In another aspect of the invention, a silica and/or silicate containing layer is applied upon a powder or particle. The silicate coating can be employed for tailoring the chemical and physical characteristics of the powder or particle that is made up entirely or in part of beneficial chemicals. The coating can impart resistance to acids or moisture. Such resistance can permit controlled delivery or release of pharmaceuticals, fertilizers, seeds, herbicides, among other powder or particulate materials. For example, vitamin, protein or peptide powders that are coated with silica and/or silicate become resistant to acids thereby allowing the underlying powders to survive stomach acids, and in turn be digested in the intestines. That is, the silica and/or silicate containing layer is resistant to a pH of about 1.4 to about 4 which corresponds to the pH of the stomach. The relatively high pH of the intestines, e.g., about 4 to about 7, can permit that silica/silicate coated material to dissolve thereby enabling the material to contact and be digested by the intestines. In addition to silica/silicate, the coating can include minerals, vitamins, among other medicaments.

In a further aspect of the invention, one or more intermediate coatings or layers are located between the outer silica/silicate coating and the underlying substrate. The intermediate coating can also be employed in an alternating fashion with silica/silicate coatings. Normally, the intermediate coating is employed to permit controlled or delayed activation of the underlying substrate.
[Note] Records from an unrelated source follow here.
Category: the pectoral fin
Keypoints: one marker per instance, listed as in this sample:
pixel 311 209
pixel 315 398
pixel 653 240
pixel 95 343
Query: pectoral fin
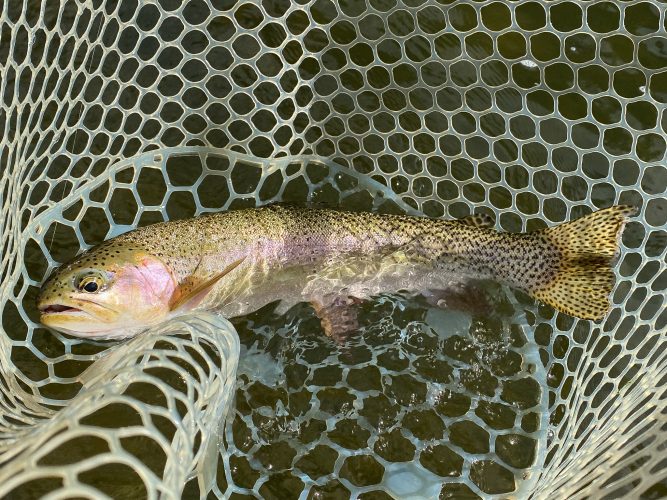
pixel 191 298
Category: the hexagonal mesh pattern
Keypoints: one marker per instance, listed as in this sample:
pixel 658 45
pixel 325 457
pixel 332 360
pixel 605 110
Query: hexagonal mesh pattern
pixel 116 115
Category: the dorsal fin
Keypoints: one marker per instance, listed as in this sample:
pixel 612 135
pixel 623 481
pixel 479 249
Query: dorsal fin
pixel 478 220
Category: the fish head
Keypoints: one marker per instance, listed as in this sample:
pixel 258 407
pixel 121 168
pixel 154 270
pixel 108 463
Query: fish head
pixel 107 293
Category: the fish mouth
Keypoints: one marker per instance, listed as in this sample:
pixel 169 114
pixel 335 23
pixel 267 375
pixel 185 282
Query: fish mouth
pixel 58 309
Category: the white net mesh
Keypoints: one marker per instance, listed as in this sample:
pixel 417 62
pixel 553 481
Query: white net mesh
pixel 116 115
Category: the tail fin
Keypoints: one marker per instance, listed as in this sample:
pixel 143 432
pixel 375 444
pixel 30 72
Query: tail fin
pixel 588 247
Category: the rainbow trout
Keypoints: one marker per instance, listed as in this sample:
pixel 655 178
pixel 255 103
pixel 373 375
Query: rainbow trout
pixel 238 261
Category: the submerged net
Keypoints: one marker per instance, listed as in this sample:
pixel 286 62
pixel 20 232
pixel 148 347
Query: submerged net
pixel 116 115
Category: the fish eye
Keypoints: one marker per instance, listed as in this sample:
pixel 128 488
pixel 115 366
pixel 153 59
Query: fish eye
pixel 90 283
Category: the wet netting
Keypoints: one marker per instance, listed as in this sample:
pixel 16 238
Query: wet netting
pixel 119 114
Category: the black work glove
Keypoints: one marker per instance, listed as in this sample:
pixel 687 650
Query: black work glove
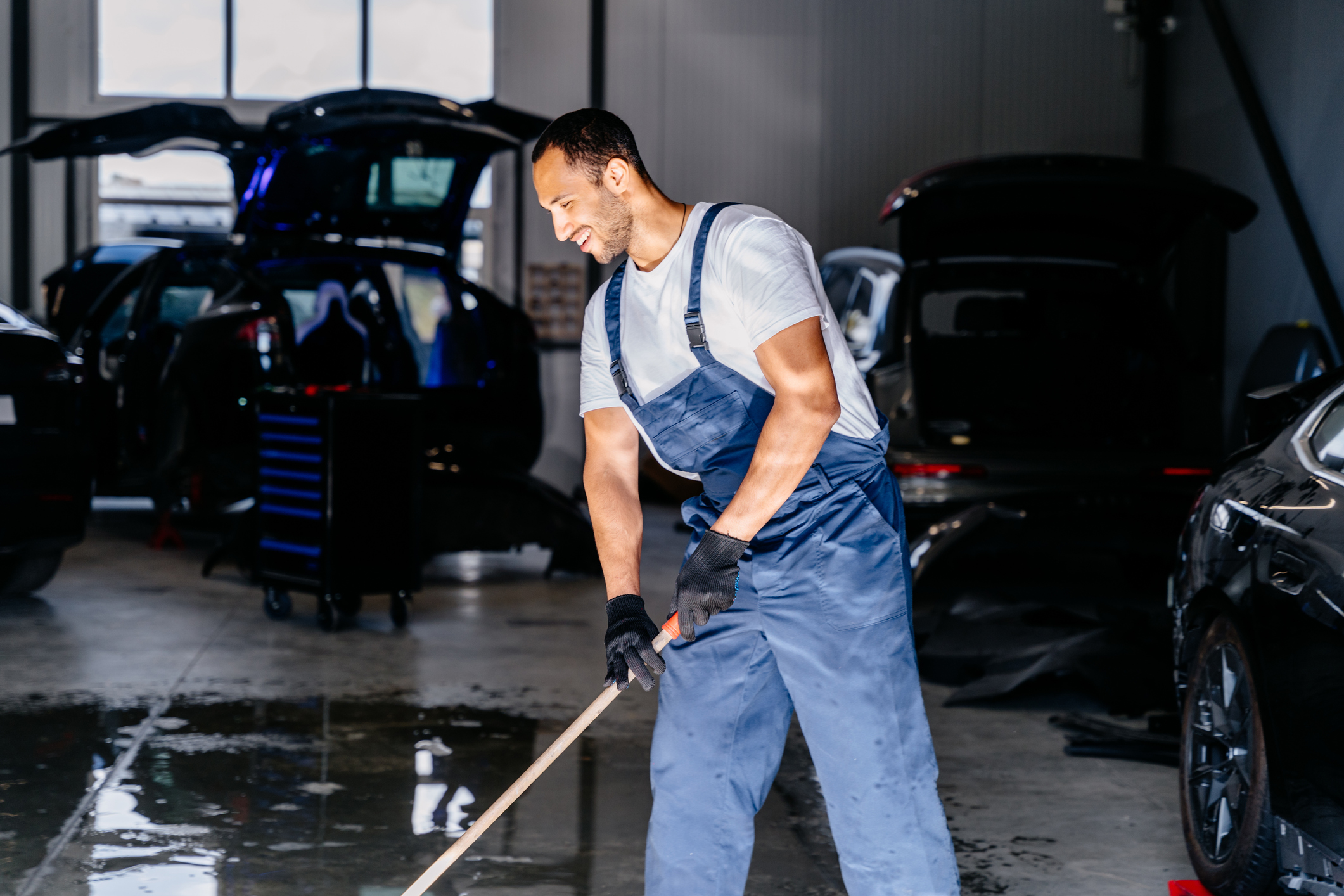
pixel 629 643
pixel 708 580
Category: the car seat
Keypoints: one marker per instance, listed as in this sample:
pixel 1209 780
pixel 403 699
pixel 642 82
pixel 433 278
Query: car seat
pixel 332 347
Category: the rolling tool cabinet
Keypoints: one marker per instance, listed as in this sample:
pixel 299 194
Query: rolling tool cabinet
pixel 338 500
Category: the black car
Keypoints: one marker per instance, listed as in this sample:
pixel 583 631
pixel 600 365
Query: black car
pixel 1056 344
pixel 66 293
pixel 43 465
pixel 1260 652
pixel 342 272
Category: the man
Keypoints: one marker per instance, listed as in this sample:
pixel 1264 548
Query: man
pixel 714 342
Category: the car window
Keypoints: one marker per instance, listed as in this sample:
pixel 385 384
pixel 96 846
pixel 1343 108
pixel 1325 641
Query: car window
pixel 976 314
pixel 426 301
pixel 121 254
pixel 1026 354
pixel 839 281
pixel 120 320
pixel 303 305
pixel 412 183
pixel 181 304
pixel 1328 440
pixel 190 286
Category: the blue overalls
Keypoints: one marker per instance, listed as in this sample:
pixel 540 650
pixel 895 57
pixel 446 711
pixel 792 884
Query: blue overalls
pixel 820 626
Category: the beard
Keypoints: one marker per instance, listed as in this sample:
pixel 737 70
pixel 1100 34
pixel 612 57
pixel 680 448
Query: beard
pixel 612 227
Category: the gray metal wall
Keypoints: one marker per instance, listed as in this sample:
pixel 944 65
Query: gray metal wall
pixel 1296 54
pixel 817 110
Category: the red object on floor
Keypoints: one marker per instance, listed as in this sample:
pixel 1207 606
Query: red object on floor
pixel 165 534
pixel 1186 888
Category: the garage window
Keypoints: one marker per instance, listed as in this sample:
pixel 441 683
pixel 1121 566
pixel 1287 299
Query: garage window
pixel 295 49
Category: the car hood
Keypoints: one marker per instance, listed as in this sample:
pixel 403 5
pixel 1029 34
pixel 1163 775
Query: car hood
pixel 340 165
pixel 1097 207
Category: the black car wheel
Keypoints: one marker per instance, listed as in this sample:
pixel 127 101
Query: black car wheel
pixel 277 603
pixel 1224 773
pixel 26 573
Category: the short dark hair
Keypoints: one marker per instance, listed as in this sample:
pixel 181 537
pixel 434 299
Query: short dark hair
pixel 591 139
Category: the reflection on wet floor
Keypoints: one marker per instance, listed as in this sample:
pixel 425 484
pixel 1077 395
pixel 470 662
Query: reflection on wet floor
pixel 237 798
pixel 530 562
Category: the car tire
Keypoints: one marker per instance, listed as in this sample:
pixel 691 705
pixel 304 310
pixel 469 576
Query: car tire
pixel 1225 805
pixel 277 603
pixel 27 573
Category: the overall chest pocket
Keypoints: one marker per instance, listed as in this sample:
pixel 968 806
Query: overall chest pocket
pixel 693 441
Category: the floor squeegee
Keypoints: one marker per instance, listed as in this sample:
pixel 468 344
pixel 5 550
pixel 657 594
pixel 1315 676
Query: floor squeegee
pixel 534 771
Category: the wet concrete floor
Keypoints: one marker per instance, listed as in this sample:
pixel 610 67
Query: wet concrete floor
pixel 159 736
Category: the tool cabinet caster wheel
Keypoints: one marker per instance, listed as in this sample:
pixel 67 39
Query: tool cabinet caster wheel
pixel 276 603
pixel 398 610
pixel 330 614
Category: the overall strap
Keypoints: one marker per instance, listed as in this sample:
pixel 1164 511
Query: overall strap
pixel 612 307
pixel 694 323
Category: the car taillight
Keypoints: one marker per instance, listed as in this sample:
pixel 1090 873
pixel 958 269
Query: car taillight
pixel 938 471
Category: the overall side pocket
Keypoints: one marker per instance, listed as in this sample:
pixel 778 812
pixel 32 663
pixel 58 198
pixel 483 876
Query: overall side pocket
pixel 858 563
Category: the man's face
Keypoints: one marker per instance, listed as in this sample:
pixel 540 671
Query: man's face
pixel 596 217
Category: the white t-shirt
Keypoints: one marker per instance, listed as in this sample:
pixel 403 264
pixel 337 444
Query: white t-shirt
pixel 758 278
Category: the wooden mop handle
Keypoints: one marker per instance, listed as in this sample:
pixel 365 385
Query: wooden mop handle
pixel 534 771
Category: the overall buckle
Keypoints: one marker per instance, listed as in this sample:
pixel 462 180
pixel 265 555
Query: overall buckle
pixel 695 330
pixel 623 383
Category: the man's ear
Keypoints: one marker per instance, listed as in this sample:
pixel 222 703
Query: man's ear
pixel 617 175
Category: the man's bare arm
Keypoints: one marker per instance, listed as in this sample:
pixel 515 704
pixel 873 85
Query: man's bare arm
pixel 612 484
pixel 805 407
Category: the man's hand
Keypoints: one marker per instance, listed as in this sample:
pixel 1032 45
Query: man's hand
pixel 629 644
pixel 708 582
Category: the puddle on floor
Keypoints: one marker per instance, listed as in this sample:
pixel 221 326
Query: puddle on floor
pixel 240 798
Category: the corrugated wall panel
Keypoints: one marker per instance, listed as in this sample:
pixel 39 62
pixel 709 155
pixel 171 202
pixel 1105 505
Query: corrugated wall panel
pixel 742 105
pixel 902 93
pixel 1293 51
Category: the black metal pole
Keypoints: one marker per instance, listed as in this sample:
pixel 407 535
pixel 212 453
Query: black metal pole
pixel 229 49
pixel 597 96
pixel 1279 174
pixel 20 171
pixel 1149 27
pixel 363 43
pixel 518 226
pixel 72 231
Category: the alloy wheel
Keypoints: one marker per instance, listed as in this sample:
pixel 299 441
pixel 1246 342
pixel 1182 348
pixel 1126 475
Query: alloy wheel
pixel 1219 748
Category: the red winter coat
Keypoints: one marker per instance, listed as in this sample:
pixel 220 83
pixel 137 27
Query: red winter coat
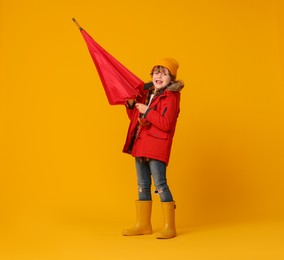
pixel 154 140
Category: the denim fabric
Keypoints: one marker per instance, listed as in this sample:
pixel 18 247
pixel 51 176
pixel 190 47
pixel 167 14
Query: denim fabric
pixel 148 169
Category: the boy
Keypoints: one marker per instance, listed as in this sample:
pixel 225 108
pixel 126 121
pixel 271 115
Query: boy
pixel 149 139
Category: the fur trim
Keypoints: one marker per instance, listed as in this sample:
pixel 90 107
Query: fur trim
pixel 176 86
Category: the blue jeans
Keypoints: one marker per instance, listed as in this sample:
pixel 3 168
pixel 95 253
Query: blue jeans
pixel 156 169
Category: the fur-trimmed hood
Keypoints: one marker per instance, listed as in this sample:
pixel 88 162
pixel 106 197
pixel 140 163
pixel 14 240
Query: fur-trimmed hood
pixel 176 86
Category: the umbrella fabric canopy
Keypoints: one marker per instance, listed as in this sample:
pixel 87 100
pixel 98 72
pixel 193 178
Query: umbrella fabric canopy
pixel 119 83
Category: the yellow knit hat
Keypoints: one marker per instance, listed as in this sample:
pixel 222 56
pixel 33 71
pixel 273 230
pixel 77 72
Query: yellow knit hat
pixel 169 63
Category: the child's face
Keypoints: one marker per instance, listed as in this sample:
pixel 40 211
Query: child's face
pixel 161 77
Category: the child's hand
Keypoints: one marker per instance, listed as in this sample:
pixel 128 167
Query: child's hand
pixel 141 108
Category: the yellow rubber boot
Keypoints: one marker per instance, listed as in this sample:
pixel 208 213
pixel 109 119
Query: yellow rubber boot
pixel 143 219
pixel 169 230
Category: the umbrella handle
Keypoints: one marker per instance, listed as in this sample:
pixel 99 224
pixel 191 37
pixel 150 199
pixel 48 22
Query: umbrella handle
pixel 80 28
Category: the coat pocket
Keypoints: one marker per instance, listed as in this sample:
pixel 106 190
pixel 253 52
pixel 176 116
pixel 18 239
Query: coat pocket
pixel 158 134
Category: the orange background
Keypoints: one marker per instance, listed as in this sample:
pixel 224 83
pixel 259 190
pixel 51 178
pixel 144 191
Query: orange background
pixel 61 142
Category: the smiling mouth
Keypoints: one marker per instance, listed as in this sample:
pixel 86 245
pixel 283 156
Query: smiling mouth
pixel 159 81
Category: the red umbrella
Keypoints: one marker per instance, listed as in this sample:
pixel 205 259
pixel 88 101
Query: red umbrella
pixel 119 83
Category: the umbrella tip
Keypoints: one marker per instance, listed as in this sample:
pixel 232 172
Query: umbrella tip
pixel 73 19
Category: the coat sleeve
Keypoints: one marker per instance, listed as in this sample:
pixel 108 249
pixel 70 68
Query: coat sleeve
pixel 166 117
For example, an intermediate layer comprising an effervescent material can be employed for causing the outer coating to release upon exposure to a predetermined amount of a permeating species. That is, a permeating species migrates through the outer layer and contacts the effervescent material. The effervescent material expands thereby removing the outer layer and permitting the substrate to become active. For example, a grain seed is coated with an intermediate material and in turn with a sodium silicate containing layer in order to delay germination of the seed (thereby allowing corn to be planted in the fall while harvesting wheat). Water permeates through the sodium silicate layer which causes a sodium bicarbonate intermediate layer to expand and remove the outer silicate layer, and in turn permit seed germination. The effervescent material can be applied in any suitable method such as in a non-aqueous binder. Examples of effervescent materials comprise at least one member selected from the group consisting of sodium carbonate, sodium bicarbonate, ammonium salts such as ammonium silicate, calcium carbide, mixtures thereof, among others. Under normal conditions the permeating species comprises water.

If desired, the solubility of the silica/silicate coating can be reduced by applying one or more secondary coatings containing a metal salt, e.g., a heavy metal salt such as zinc chloride, aluminum chloride, mixtures thereof, among others (20 wt % zinc chloride solution). The solubility of the silica/silicate coating can also be modified, e.g., reduced, by being contacted with a weak or mild acid, e.g., dilute solution of sulfuric or hydrochloric acid. Further, the secondary coating can involve treating the silica/silicate coated material with at least one of an organotitanate, borate, organozirconate, mixtures thereof, among others. Normally, the coating composition comprises an aqueous sodium silicate solution or a liquid or polymeric binder filled with fumed silica/powdered silicate particles. If desired, alternating layers of a soluable and insoluablized silicate layer can be provided a mechanism. The aforementioned secondary coatings and treatments can be applied by any suitable method such as rinsing with aqueous or solvent borne solutions, which contain the treatment, and drying or spray coating (for example within a conventional spray drying apparatus).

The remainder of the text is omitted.